Spring or fall is the best time to plant lilac bushes. If planting more than one lilac bush, space them at least 5 feet apart to prevent overcrowding, even if you plan to use them as a privacy hedge.
Lilac bushes are occasionally bothered by insect pests, such as borers. Watch for signs of pest problems and treat immediately. Spraying with soapy water may be sufficient, but if heavy infestations occur, pruning the entire plant may be necessary for lilac tree care and health.
The unrelated chinaberry (Melia azedarach) and mock-oranges (Philadelphus) are sometimes called "lilac," too.
To bring lilacs into the house, be sure to cut the branches in the morning with pruning shears and plunge them immediately into air-temperature water.

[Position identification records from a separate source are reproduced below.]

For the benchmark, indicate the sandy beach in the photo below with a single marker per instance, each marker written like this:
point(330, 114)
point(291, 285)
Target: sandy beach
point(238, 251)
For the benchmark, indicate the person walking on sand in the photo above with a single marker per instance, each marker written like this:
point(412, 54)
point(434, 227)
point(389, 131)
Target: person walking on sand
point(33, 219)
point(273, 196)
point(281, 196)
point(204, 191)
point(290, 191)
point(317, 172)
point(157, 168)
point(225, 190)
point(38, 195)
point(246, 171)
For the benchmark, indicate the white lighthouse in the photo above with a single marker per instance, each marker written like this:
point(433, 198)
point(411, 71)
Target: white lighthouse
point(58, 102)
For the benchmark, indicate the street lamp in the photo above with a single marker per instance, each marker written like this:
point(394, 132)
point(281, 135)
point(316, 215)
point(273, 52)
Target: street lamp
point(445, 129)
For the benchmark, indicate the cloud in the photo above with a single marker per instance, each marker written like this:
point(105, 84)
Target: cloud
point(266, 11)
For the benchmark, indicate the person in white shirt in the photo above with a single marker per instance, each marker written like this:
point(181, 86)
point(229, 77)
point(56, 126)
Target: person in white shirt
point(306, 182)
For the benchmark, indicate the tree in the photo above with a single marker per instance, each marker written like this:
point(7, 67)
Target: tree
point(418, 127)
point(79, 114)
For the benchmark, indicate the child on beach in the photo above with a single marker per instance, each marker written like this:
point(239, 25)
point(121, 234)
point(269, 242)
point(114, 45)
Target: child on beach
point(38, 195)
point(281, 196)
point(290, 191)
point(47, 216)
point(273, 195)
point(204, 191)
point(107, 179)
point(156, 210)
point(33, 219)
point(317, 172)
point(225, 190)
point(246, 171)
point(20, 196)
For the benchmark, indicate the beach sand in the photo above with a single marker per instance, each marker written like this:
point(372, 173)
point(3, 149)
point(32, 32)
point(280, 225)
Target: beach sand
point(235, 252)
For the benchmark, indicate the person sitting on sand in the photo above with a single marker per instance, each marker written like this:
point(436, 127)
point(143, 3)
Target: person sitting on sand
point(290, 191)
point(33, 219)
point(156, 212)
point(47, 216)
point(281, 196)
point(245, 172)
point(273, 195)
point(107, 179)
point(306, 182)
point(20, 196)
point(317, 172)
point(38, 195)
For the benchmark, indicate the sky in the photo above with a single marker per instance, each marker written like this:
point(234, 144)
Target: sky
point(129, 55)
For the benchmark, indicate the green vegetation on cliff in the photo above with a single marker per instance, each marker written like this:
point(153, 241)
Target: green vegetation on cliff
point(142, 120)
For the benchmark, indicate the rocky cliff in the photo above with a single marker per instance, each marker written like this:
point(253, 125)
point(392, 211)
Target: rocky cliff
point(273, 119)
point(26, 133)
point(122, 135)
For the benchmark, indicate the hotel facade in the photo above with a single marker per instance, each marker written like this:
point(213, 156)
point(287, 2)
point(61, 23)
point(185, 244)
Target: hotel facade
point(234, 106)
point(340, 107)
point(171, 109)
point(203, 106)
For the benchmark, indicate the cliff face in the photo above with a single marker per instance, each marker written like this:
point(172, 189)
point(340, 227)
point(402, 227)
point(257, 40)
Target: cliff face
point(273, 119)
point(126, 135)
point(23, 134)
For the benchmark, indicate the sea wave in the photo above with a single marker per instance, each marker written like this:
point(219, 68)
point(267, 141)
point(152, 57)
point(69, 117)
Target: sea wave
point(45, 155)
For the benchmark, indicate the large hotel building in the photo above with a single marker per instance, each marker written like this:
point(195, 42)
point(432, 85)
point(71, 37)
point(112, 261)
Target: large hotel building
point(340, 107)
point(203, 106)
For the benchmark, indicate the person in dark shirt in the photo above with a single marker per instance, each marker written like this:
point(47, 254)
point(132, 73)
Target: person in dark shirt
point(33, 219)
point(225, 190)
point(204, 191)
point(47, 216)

For your vase water, combine 1 teaspoon sugar, 1 teaspoon bleach, 2 teaspoons citrus juice and 1 quart lukewarm water. Cut stems at 45-degree angles and make two 1-inch crossing splits from the base to facilitate water uptake. Keep the vase out of direct sunlight, and re-cut any limp stems.
Don't tie daffodil leaves
You can't be a neat freak and like daffodils -- because you should never, I repeat, never cut or tie off the leaves of daffodils after they finish their bloom. If you do, you'll reduce the leaf surface area and thereby the energy the bulb receives to produce next spring's flowers.
Interplant the bulbs with another, slow-to-emerge perennial so the new plants come in as the daffodils turn brown.